Do napadu doszło około godz. 19.00. Zamaskowany mężczyzna wszedł do sklepu i grożąc sprzedawczyni nożem, zażądał wydania pieniędzy. Po otrzymaniu kilkuset złotych, sprawca wybiegł z placówki i zniknął. Na szczęście kobieta nie odniosła żadnych obrażeń, ale jest w szoku.
Mimo że do takich zdarzeń w Krośnie dochodzi rzadko, zarówno napadnięta ekspedientka, jak i jej koleżanka boją się teraz o swoje bezpieczeństwo. - Moja koleżanka nie może dojść do siebie. Jest przerażona. Nie dziwię się jej. Sama boję się wieczorami, gdy mam popołudniową zmianę - mówi kobieta.
Policja prowadzi dochodzenie w tej sprawie. Jest sprawdzany monitoring z kilku miejsc miasta. Funkcjonariusze starają się ustalić osoby, które mogłyby mieć związek z tym zdarzeniem.
Rozbój grozi karą pozbawienia wolności do lat 12. Policja prosi o kontakt świadków zdarzenia pod numerem tel. 112.
Informację otrzymaliśmy od Czytelnika poprzez Gorącą Linię.

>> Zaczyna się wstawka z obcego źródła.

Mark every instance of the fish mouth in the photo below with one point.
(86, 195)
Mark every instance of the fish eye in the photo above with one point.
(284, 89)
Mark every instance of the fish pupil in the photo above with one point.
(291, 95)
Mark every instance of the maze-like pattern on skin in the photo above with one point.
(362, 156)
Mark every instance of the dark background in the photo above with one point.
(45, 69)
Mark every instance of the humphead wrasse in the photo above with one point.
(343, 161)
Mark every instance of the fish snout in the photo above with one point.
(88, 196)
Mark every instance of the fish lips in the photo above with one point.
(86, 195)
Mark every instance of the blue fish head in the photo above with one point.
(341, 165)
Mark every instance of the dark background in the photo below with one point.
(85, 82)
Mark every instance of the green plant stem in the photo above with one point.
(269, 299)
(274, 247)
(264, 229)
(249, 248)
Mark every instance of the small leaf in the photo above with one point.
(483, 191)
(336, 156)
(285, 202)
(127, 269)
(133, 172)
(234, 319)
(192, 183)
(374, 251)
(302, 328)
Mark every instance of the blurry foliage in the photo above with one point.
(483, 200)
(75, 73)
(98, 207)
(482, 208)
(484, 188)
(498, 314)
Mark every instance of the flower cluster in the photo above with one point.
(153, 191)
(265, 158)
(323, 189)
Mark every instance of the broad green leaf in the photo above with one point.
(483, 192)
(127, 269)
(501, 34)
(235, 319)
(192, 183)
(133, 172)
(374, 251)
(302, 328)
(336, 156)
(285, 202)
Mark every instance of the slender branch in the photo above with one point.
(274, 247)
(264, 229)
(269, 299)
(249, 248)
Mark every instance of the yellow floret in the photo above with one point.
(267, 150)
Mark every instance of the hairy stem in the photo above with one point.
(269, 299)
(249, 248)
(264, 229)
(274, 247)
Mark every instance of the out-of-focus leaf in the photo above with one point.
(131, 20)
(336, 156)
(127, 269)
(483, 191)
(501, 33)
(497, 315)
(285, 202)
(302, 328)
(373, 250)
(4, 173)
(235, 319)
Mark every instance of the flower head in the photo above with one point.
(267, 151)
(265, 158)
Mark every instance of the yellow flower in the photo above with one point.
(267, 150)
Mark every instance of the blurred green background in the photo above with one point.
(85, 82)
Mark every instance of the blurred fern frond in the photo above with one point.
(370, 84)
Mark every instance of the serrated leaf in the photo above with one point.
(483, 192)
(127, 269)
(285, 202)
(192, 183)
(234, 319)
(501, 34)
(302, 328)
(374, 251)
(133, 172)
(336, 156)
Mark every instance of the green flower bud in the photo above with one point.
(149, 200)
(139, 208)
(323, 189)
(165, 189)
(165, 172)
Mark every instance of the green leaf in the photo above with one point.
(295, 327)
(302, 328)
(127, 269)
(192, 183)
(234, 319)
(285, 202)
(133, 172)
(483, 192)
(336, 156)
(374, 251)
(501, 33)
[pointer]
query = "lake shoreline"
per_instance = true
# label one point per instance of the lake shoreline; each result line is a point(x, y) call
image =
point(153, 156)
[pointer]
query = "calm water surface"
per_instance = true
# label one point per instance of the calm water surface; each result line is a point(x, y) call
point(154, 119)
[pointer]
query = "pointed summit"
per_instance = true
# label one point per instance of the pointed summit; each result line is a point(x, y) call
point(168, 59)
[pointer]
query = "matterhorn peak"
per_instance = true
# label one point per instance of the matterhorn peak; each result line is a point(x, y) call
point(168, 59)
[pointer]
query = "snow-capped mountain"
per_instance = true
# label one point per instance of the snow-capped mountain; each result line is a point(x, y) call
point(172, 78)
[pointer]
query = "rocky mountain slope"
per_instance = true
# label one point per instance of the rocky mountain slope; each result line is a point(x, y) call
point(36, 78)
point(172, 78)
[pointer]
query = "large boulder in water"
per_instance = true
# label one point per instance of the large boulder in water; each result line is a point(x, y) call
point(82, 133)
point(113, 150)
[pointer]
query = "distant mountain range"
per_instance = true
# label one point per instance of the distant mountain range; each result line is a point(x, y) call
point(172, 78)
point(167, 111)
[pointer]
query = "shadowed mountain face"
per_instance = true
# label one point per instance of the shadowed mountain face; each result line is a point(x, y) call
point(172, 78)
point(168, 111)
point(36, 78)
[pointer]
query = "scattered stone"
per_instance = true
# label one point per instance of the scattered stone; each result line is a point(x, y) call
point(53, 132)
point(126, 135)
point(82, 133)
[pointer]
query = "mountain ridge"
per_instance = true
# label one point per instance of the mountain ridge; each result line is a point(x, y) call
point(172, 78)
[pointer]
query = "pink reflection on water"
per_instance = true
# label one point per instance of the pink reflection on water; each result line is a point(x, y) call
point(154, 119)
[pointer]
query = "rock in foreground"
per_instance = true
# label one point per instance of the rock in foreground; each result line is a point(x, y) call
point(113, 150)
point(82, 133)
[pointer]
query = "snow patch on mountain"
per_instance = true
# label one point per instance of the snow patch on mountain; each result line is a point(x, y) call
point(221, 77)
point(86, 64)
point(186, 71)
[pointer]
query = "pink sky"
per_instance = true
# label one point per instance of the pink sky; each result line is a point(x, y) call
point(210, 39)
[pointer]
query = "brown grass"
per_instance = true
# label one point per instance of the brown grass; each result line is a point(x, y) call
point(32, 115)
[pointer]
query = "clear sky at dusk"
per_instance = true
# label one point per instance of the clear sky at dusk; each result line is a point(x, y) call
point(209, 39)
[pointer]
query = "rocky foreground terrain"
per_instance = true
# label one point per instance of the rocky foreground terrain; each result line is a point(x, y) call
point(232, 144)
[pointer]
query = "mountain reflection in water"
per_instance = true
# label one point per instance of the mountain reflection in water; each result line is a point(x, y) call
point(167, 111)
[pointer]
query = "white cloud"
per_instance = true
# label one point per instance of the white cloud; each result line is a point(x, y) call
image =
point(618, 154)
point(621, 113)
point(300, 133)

Jakby nowe pokolenie rzezimieszków aby siać postrach na ulicach z lat 90tych i wczesnych 00. Przez dobre 10 lat było w Krośnie bardzo spokojnie gdyż poprzednie pokolenia niepokornych znalazły swój azyl na wyspach angielskich
Chwila strachu, kilka stówek w kieszeni a potem kilka lat w kryminale. Oby jak najszybciej go złapali i wymierzyli surową karę nim rozkręci swoją "działalność".